The so-called pro-cyclical and counter-cyclical refers to the performance of an enterprise or industry at different stages of the economic cycle. If the economic environment is good, the performance of an industry will be good, that is, pro-cyclical. On the contrary, it is countercyclical.

There are also some industries that have little difference in performance at different stages of the economic cycle, which is called aperiodic or countercyclical. It means that when the economy is bad, you can at least resist the economic cycle without being damaged.

If we can grasp the law of this economic cycle and make rational use of it, we can get good results. For example, in the boom stage, it is necessary to avoid the substantial growth of fixed assets investment and equity investment and the substantial expansion of business scale; In a recession, the prices of fixed assets and equity have fallen sharply, which can increase investment in fixed assets against the trend.

Features: In the boom stage, enterprises tend to increase investment, which is costly and is likely to suffer losses in the subsequent recession.
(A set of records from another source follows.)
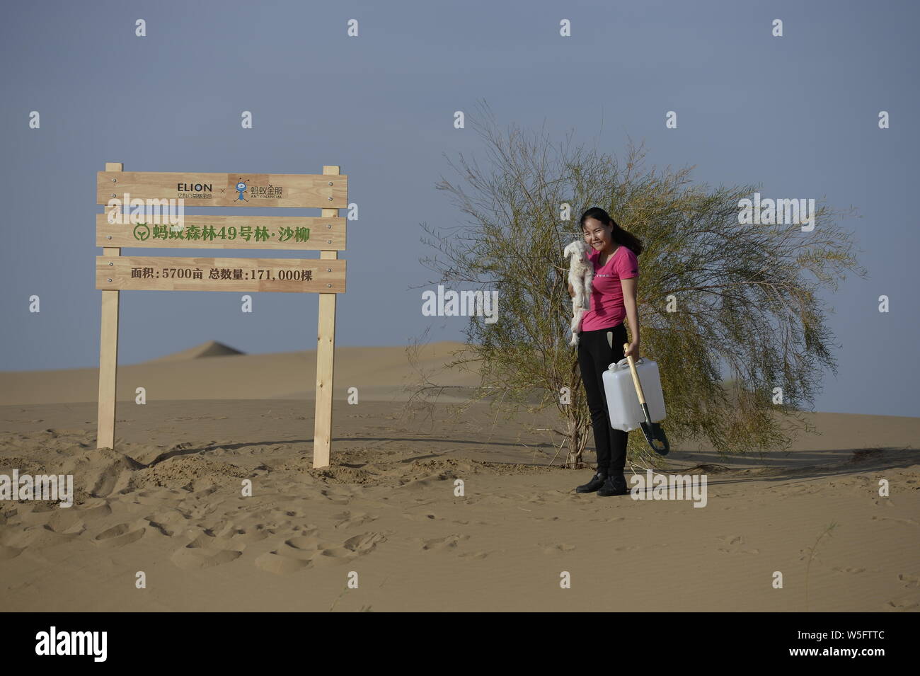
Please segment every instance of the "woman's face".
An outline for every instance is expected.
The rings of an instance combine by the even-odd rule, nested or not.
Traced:
[[[604,225],[596,218],[586,218],[582,226],[584,241],[588,246],[597,251],[603,251],[612,243],[611,228]]]

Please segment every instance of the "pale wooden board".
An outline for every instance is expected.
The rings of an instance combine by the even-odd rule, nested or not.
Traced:
[[[335,252],[332,252],[333,254]],[[174,256],[98,256],[96,288],[122,291],[218,291],[345,292],[344,260],[320,258],[197,258]],[[153,269],[153,277],[132,277],[132,269]],[[166,270],[165,270],[166,269]],[[194,273],[201,279],[173,276],[171,269]],[[240,269],[243,279],[211,279],[212,269]],[[259,279],[259,270],[263,272]],[[309,270],[310,280],[282,280],[282,271]],[[231,274],[233,274],[231,272]],[[111,281],[109,281],[109,280]]]
[[[248,201],[240,201],[235,189],[242,179]],[[196,185],[211,189],[195,189]],[[185,187],[184,189],[180,189]],[[281,189],[280,198],[266,189]],[[130,197],[125,198],[125,194]],[[173,171],[100,171],[97,174],[96,203],[120,201],[183,199],[186,207],[348,207],[348,177],[321,174],[200,174]],[[198,195],[199,197],[192,197]],[[338,214],[336,214],[338,215]]]
[[[119,222],[110,223],[108,213],[96,214],[97,246],[278,249],[285,251],[345,250],[347,219],[339,216],[320,218],[316,216],[190,216],[185,214],[183,217],[184,229],[180,232],[174,232],[173,226],[165,219],[161,219],[159,223],[155,223],[150,214],[116,213],[114,217]],[[121,223],[121,220],[127,223]],[[146,223],[146,225],[138,226],[138,223]],[[194,230],[192,226],[194,226]],[[213,229],[213,238],[201,238],[201,232],[205,228]],[[236,228],[236,230],[231,231],[230,228]],[[249,230],[244,231],[244,228]],[[267,239],[256,240],[255,233],[258,228],[264,228]],[[295,241],[296,228],[308,228],[308,239],[301,242]],[[244,232],[249,233],[248,241],[243,236]],[[187,239],[190,233],[192,234],[192,238]],[[196,235],[197,236],[195,236]],[[280,241],[282,236],[285,237],[285,241]],[[142,237],[146,238],[143,239]]]
[[[333,176],[338,166],[324,166],[323,173]],[[324,209],[324,216],[335,216],[335,209]],[[324,263],[341,263],[335,251],[321,251]],[[332,449],[332,384],[336,359],[336,294],[319,294],[316,322],[316,398],[313,420],[313,466],[328,467]]]
[[[121,172],[120,162],[107,162],[106,171]],[[118,260],[121,249],[107,246],[99,258]],[[102,292],[99,326],[99,398],[96,425],[96,448],[115,448],[115,385],[118,381],[119,292]]]

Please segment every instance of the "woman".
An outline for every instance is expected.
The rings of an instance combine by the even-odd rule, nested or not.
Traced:
[[[594,429],[597,473],[591,481],[575,490],[579,493],[597,491],[600,496],[626,495],[629,491],[623,469],[627,461],[628,433],[610,426],[603,376],[611,363],[619,361],[627,355],[638,359],[637,257],[642,253],[642,243],[617,225],[605,211],[597,207],[585,212],[581,223],[584,241],[592,249],[588,260],[594,267],[594,281],[591,306],[581,320],[578,361]],[[569,294],[575,294],[571,284],[569,285]],[[633,338],[625,353],[623,345],[627,342],[627,328],[624,319],[629,322]]]

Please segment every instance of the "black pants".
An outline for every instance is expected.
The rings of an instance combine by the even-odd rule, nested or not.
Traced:
[[[623,359],[623,344],[626,342],[628,342],[627,327],[621,322],[613,328],[582,331],[578,343],[581,382],[584,383],[588,397],[591,424],[594,428],[597,471],[603,474],[622,472],[627,462],[627,440],[629,433],[610,426],[603,380],[607,367]]]

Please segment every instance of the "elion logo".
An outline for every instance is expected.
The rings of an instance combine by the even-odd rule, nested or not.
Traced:
[[[106,661],[109,632],[50,632],[35,635],[36,655],[92,655],[93,661]]]

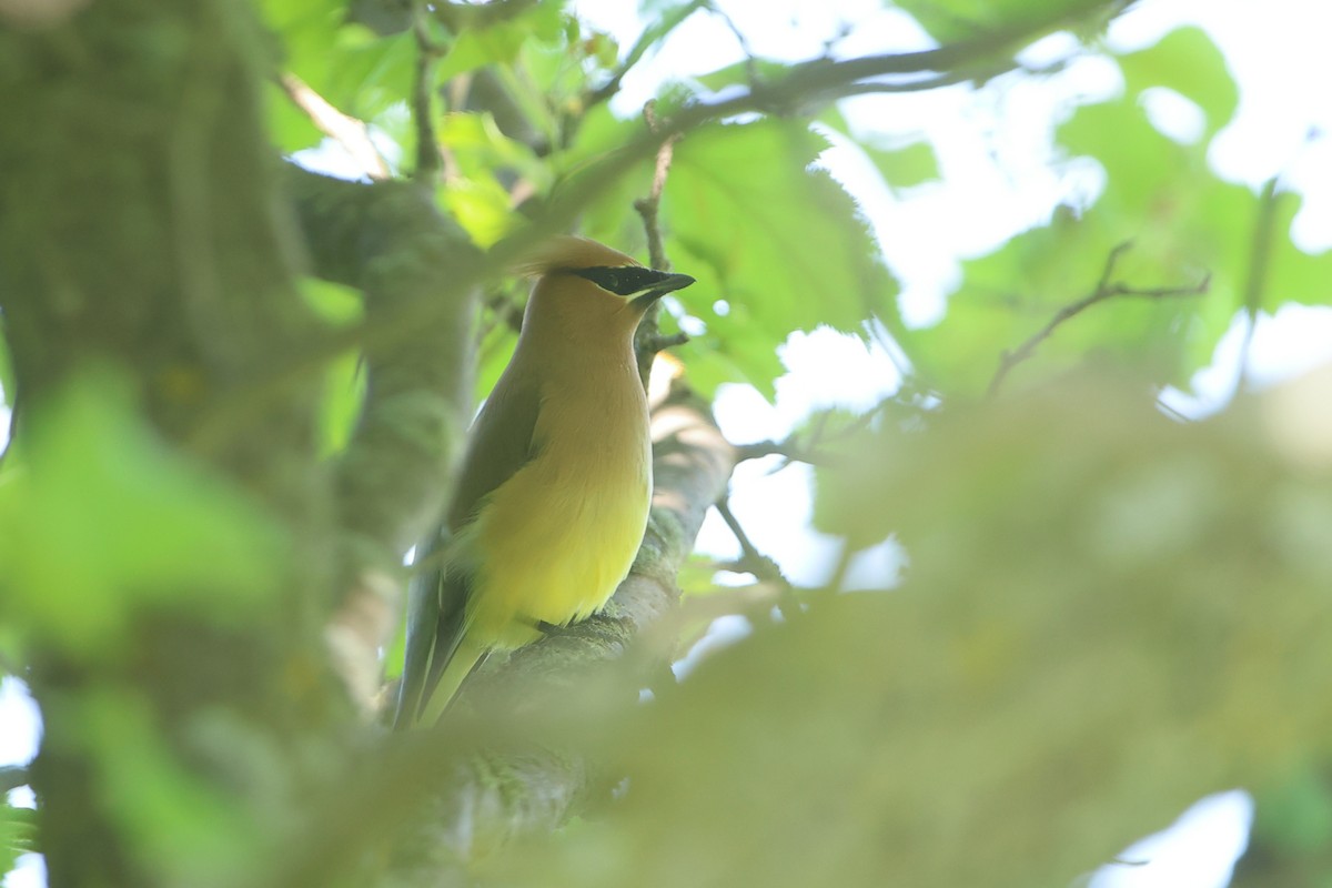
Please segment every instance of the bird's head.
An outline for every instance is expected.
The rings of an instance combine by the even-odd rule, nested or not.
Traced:
[[[694,282],[687,274],[655,272],[619,250],[569,236],[551,238],[522,270],[538,278],[535,304],[587,314],[602,309],[635,325],[653,302]]]

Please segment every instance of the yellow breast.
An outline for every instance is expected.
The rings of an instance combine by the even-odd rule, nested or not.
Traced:
[[[470,529],[468,616],[490,646],[521,647],[541,623],[590,616],[642,543],[651,498],[646,398],[637,374],[602,378],[597,389],[595,397],[554,389],[542,399],[535,458]]]

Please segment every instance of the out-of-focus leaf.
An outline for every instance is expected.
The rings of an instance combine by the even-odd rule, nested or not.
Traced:
[[[1292,856],[1332,848],[1332,785],[1317,768],[1303,767],[1257,799],[1256,839]]]
[[[563,17],[558,3],[538,3],[519,16],[486,28],[469,28],[458,35],[440,63],[440,79],[448,80],[482,65],[511,63],[527,40],[555,40],[562,33]]]
[[[341,284],[317,277],[301,278],[301,298],[314,314],[336,326],[346,326],[365,317],[361,292]]]
[[[320,458],[342,453],[365,405],[366,375],[361,355],[349,351],[329,362],[320,406]]]
[[[19,855],[37,849],[37,819],[32,808],[16,808],[0,795],[0,873],[13,869]]]
[[[1095,32],[1114,7],[1104,0],[895,0],[895,5],[939,43],[983,39],[1024,23]]]
[[[164,884],[258,879],[260,857],[236,856],[237,848],[261,847],[258,824],[176,759],[147,699],[128,688],[96,688],[57,706],[77,707],[63,714],[64,723],[85,730],[56,742],[96,763],[95,795],[115,804],[128,848],[157,868]]]
[[[458,225],[482,248],[502,238],[519,222],[509,205],[509,192],[493,178],[450,182],[441,198]]]
[[[1176,28],[1140,52],[1120,56],[1130,95],[1168,87],[1191,99],[1207,114],[1207,133],[1229,122],[1239,105],[1239,88],[1225,56],[1201,28]]]
[[[903,148],[860,146],[866,157],[894,188],[910,188],[939,178],[939,160],[930,142],[911,142]]]
[[[675,146],[666,181],[667,250],[698,278],[681,301],[730,304],[709,338],[769,393],[769,355],[791,330],[860,333],[867,318],[895,312],[896,284],[855,204],[810,169],[823,148],[786,121],[714,126]]]
[[[1275,312],[1281,302],[1332,305],[1332,250],[1311,254],[1296,246],[1291,225],[1301,201],[1281,192],[1273,200],[1272,246],[1261,308]]]
[[[598,722],[614,816],[494,884],[1067,885],[1204,793],[1324,760],[1329,466],[1142,391],[866,434],[819,522],[852,549],[898,531],[902,587],[809,600]]]
[[[1018,373],[1048,373],[1100,355],[1151,366],[1162,383],[1184,385],[1211,359],[1243,305],[1261,208],[1247,188],[1212,173],[1205,140],[1180,145],[1167,138],[1139,103],[1142,91],[1168,87],[1199,101],[1212,122],[1228,118],[1233,83],[1215,48],[1199,40],[1205,37],[1187,29],[1128,56],[1128,92],[1078,109],[1059,128],[1059,144],[1104,168],[1106,189],[1080,216],[1056,212],[1048,225],[964,264],[963,290],[950,300],[943,322],[906,335],[934,386],[954,394],[984,390],[1004,351],[1095,292],[1123,244],[1130,246],[1118,254],[1108,284],[1154,290],[1207,280],[1207,293],[1114,297],[1062,324]],[[1195,84],[1195,61],[1224,83]],[[1277,242],[1284,250],[1288,224]],[[1299,256],[1281,256],[1289,268],[1301,266]],[[1316,290],[1317,273],[1311,264],[1303,284]]]
[[[116,651],[140,603],[234,622],[273,591],[280,527],[155,438],[115,374],[88,371],[43,406],[0,486],[11,618],[71,656],[99,656]]]
[[[13,406],[19,389],[13,378],[13,361],[9,358],[9,339],[5,335],[4,316],[0,316],[0,405]]]

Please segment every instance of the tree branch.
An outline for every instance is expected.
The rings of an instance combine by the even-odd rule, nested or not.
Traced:
[[[442,164],[440,137],[434,129],[434,63],[440,49],[430,39],[425,16],[425,5],[413,0],[412,35],[416,37],[417,57],[412,75],[412,122],[416,125],[417,152],[412,178],[433,189]]]
[[[707,405],[678,378],[654,409],[653,438],[651,519],[638,559],[606,610],[488,664],[464,688],[456,718],[444,730],[392,735],[373,754],[376,760],[329,788],[326,805],[312,805],[322,816],[290,843],[302,852],[284,860],[270,884],[330,884],[365,847],[397,837],[401,881],[437,885],[441,868],[453,871],[461,860],[522,833],[551,829],[593,797],[601,785],[593,752],[530,738],[549,738],[543,726],[553,714],[567,722],[570,712],[586,707],[589,695],[579,691],[589,683],[617,688],[611,710],[621,715],[637,706],[639,682],[653,663],[669,658],[637,642],[675,607],[675,575],[733,466],[731,446]],[[607,699],[591,696],[601,699],[598,706]],[[478,719],[482,710],[485,718]],[[517,734],[502,731],[515,714],[521,736],[529,738],[521,746]],[[482,742],[489,752],[465,754]],[[366,817],[366,811],[376,816]],[[340,839],[349,831],[356,841]]]
[[[376,181],[389,178],[389,166],[384,162],[380,149],[370,141],[369,128],[364,120],[344,114],[290,72],[284,73],[278,81],[292,103],[306,113],[321,133],[352,156],[366,178]]]
[[[649,130],[657,129],[654,103],[647,103],[647,105],[643,107],[643,118],[647,122]],[[674,156],[677,141],[679,141],[679,133],[666,136],[662,140],[661,146],[657,149],[657,165],[653,169],[651,190],[647,197],[641,197],[634,201],[634,209],[638,210],[638,214],[642,217],[643,230],[647,236],[647,261],[658,272],[670,270],[670,260],[666,258],[666,248],[662,245],[662,230],[658,220],[658,212],[661,209],[662,190],[666,188],[666,174],[670,172],[670,162]],[[634,330],[634,354],[638,355],[638,377],[643,381],[645,387],[647,386],[651,375],[653,359],[657,354],[665,349],[689,342],[689,335],[685,333],[662,335],[661,313],[661,301],[657,301],[647,309],[647,314],[643,316],[643,320],[638,324],[638,329]]]
[[[1100,273],[1100,280],[1096,282],[1096,289],[1094,289],[1091,294],[1059,309],[1055,313],[1055,317],[1050,318],[1050,322],[1036,332],[1030,339],[1012,351],[1004,351],[999,355],[999,369],[995,371],[994,378],[990,379],[990,387],[986,390],[987,398],[992,398],[999,393],[999,386],[1003,385],[1008,373],[1012,371],[1015,366],[1030,358],[1035,353],[1036,347],[1048,339],[1060,324],[1078,317],[1098,302],[1119,297],[1166,300],[1179,296],[1200,296],[1207,293],[1207,289],[1211,285],[1209,274],[1204,276],[1201,281],[1192,286],[1135,288],[1128,286],[1127,284],[1112,284],[1111,277],[1115,273],[1115,265],[1132,245],[1132,241],[1124,241],[1110,252],[1110,256],[1106,257],[1106,266]]]

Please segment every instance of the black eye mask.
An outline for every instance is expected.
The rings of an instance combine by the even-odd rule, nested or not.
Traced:
[[[625,265],[621,268],[597,266],[571,269],[578,277],[585,277],[597,286],[615,296],[638,296],[639,293],[667,293],[689,286],[694,278],[687,274],[654,272],[650,268]]]

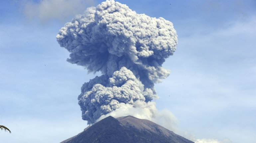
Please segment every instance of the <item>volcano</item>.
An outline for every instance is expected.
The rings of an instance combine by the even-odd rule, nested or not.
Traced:
[[[194,143],[150,121],[109,116],[61,143]]]

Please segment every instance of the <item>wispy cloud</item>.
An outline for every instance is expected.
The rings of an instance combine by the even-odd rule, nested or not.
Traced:
[[[195,143],[233,143],[228,139],[225,139],[222,141],[213,139],[197,139],[194,141]]]
[[[93,0],[43,0],[38,3],[26,3],[24,11],[30,19],[39,18],[43,22],[63,20],[82,13],[94,3]]]

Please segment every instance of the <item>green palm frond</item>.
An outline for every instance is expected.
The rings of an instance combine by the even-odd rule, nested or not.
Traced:
[[[4,125],[0,125],[0,129],[1,129],[1,130],[4,130],[5,131],[9,131],[10,133],[11,133],[9,129]]]

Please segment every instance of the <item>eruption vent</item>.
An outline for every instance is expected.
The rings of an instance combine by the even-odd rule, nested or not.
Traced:
[[[137,14],[114,0],[88,8],[62,28],[57,36],[70,52],[68,61],[102,75],[85,83],[78,96],[88,124],[120,106],[157,98],[154,83],[166,78],[162,65],[176,50],[173,23]]]

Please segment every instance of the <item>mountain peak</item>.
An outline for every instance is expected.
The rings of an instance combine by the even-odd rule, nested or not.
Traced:
[[[61,143],[194,143],[150,121],[110,116]]]

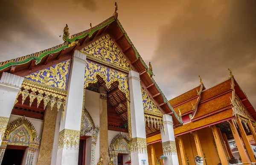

If we can grasp the law of this economic cycle and make rational use of it, we can get good results.

For example, in the boom stage, it is necessary to avoid the substantial growth of fixed assets investment and equity investment and the substantial expansion of business scale; In the recession, the prices of fixed assets and stocks fell sharply. At this time, we can increase investment in fixed assets against the trend, purchase equity and expand the scale of operation. This is the "countercyclical" strategy.